Stuart Rosenfeldt, attorney for the Fraternal Order of Police, said the issues that remain unresolved are clearly under the purview of county commissioners. Gap insurance is a money matter and the commission must approve the sheriff's budget. And discipline is addressed in a county ordinance, which only the commission has the power to amend.

"The two things we want, the sheriff can't give us," Rosenfeldt said.

Further, he said, for White to have the final say is like "being your own appellate court of your own decision."

But Wayne Helsby, attorney for the sheriff, said that's the standard with any public employees union.

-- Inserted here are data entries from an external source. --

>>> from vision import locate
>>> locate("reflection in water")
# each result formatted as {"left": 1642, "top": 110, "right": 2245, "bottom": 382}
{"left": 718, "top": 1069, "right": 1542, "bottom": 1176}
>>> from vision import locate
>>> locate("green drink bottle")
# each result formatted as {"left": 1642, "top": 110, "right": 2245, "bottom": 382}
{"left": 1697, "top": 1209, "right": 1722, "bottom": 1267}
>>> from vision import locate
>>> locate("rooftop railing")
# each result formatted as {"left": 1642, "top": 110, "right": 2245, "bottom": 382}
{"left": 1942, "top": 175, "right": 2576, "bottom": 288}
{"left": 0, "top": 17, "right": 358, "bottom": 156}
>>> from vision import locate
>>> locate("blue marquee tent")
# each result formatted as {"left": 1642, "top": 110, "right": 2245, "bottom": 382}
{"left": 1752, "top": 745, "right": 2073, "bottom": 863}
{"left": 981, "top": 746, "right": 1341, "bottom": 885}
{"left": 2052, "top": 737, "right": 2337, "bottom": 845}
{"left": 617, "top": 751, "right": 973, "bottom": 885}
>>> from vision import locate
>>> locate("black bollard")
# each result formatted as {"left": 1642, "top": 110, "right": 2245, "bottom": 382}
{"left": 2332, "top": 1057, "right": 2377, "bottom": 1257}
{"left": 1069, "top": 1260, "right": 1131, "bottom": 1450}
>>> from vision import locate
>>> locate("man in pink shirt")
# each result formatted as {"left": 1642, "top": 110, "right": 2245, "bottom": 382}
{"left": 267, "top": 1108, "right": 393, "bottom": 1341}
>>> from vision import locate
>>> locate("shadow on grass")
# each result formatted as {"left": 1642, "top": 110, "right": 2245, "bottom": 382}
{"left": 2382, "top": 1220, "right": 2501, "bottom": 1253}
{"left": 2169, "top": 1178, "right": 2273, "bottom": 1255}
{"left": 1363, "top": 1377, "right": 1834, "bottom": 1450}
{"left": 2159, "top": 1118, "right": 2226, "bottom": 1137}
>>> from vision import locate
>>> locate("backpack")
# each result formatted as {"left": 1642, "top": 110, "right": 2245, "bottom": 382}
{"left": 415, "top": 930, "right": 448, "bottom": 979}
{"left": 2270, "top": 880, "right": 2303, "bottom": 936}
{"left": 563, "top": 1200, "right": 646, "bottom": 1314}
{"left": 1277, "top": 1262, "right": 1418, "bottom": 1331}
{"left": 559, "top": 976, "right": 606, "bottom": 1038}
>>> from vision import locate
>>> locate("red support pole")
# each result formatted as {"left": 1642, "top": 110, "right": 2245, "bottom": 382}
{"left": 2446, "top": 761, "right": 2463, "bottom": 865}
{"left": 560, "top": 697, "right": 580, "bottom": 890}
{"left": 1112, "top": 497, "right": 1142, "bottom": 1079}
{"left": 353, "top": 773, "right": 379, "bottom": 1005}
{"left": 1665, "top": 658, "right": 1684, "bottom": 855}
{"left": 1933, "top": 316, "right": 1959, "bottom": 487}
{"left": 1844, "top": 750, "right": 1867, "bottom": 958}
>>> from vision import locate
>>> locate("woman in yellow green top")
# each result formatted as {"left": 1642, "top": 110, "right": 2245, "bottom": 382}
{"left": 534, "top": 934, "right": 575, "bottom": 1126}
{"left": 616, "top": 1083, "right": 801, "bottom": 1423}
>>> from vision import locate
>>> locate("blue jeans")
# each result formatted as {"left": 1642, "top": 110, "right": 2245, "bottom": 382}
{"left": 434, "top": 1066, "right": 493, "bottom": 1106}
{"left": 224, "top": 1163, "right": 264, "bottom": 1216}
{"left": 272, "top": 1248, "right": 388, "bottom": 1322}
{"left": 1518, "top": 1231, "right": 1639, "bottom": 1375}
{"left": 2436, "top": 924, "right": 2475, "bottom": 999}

He said the Sheriff's Office will "absolutely" oppose the union's petition, which will likely go to a hearing before a circuit judge, and maintain that the sheriff should be the last legislative stop. "He's the one that is the constitutional officer elected by the people," Helsby said. "He's the one that controls the Sheriff's Office and makes decisions on things that are negotiated."

Helsby said the matter, which could affect deputies unions statewide, could soon be resolved by the Legislature. He knows of two proposed bills:

One deems the sheriff the ultimate authority. The other gives that role to the County Commission.